(Image source: Wikimedia Commons)
BY CHRISTINA HARTMAN
The Arab League observer mission says it’s seen “nothing frightening” in Syria.
That despite numerous amateur videos posted to websites like YouTube purportedly showing Syrian government forces violently cracking down on protesters.
It was just last week that Syria agreed to let independent monitors from the Arab League into the embattled country to see for themselves whether activists’ reports of government-sanctioned violence are true.
PBS aired an ITN report which suggests the Arab League monitors have a tough, almost impossible job to do.
“Rebels saying the Syrian Army used live rounds on unarmed protesters at three other towns.
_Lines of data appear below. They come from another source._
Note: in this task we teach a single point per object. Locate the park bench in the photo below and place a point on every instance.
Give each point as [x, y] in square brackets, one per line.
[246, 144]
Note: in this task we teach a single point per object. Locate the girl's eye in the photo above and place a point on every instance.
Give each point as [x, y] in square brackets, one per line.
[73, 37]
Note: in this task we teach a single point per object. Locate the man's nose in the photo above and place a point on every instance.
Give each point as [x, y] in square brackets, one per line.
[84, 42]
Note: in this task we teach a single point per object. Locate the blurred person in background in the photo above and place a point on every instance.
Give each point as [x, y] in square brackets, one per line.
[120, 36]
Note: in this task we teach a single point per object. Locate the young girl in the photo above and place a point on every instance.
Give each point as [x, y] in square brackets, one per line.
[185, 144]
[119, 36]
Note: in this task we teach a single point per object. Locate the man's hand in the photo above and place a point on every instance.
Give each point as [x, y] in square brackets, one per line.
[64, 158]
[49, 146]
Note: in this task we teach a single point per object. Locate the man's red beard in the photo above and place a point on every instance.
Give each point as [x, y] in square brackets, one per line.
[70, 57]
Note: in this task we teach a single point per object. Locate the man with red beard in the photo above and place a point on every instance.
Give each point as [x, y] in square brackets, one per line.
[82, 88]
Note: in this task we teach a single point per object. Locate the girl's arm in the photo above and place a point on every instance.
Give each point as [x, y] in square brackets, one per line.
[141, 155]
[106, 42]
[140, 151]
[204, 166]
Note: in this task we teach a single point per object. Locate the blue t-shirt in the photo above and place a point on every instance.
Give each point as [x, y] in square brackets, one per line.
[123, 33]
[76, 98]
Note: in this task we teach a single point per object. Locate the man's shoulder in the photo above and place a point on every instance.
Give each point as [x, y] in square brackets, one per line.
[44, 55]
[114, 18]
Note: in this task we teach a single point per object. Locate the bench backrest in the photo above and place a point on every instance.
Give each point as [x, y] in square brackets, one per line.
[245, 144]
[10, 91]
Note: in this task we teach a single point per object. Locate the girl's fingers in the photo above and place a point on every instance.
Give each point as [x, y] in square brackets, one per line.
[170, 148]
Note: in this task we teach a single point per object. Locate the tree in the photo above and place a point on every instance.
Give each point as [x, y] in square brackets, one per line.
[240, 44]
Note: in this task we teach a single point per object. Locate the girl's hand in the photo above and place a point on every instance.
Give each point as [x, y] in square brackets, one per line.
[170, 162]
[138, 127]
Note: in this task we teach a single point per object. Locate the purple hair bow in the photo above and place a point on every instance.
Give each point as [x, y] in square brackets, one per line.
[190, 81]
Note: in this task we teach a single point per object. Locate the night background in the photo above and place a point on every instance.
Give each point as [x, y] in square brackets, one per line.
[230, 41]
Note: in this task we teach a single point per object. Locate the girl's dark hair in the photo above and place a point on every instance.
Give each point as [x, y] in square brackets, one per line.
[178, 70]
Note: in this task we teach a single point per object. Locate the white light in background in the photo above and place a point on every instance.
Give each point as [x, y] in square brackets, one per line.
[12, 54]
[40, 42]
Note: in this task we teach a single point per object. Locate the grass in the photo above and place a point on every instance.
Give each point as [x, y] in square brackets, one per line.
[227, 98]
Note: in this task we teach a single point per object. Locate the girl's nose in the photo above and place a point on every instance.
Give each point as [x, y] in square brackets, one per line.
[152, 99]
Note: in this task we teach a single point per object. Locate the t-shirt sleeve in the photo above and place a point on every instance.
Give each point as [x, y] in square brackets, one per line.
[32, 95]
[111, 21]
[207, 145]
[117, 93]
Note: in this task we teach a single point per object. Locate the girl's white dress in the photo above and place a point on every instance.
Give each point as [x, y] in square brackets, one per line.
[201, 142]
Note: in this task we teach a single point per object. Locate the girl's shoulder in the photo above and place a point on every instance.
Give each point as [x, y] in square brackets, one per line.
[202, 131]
Again, impossible to prove. So the Arab League must somehow now try and sort this out. So many images coming from Syria are naturally somewhat one-sided.”
So when the league initially said the situation seemed quote “reassuring so far,” anti-government activists set out to prove themselves.
This Telegraph video shows a crowd pleading with monitors as they walked through the flashpoint city of Homs.
And CNN reports -- video uploaded to YouTube purports to depict activists showing an Arab League observer the dead body of a 5-year-old boy. But the network notes restrictions on foreign journalists makes the video impossible to verify.
And now -- Democracy Now! suggests -- critics are calling into question the observer team’s credibility, and its lead in particular.
“The Arab League effort has alarmed many Syrian activists in part because the mission is headed by a Sudanese lieutenant general, named Mustafa al-Dabi, who was once based in Darfur where a prosecutor from the ICC says the Sudanese Army carried out war crimes.”
But Iran’s state-owned PressTV talked to Canadian economics professor Michel Chossudovsky -- who says -- don’t believe anything you hear from the Western media. He says -- he was in Syria earlier this year and saw for himself the Syrian government is the victim of a Western conspiracy.
“I can assure you that we are dealing with an armed insurrection, armed gunman supported by Turkey supported by NATO which have infiltrated the protest movement... all of which to justify a subsequent humanitarian intervention by NATO forces.”
A side note -- that professor once told Russia Today that it’s President Obama, NOT Osama bin Laden, that posed the biggest threat to global security.
Still - the LA Times reports - despite protesters’ enthusiasm ahead of the Arab League monitors’ arrival, they now say they don’t expect much to come of the international observers’ visit.
One told the Times, “They clearly have no idea what is happening on the ground... We thought it would provide us some form of protection. That's why we went out yesterday to demonstrate, and we were fired at. This alone shows that they did not play their role.”
In addition, Human Rights Watch says Syrian authorities have been moving detainees to areas where observers wouldn’t see them. The LA Times reports more than 750 detainees were released Wednesday, but that thousands more are said to remain in detention.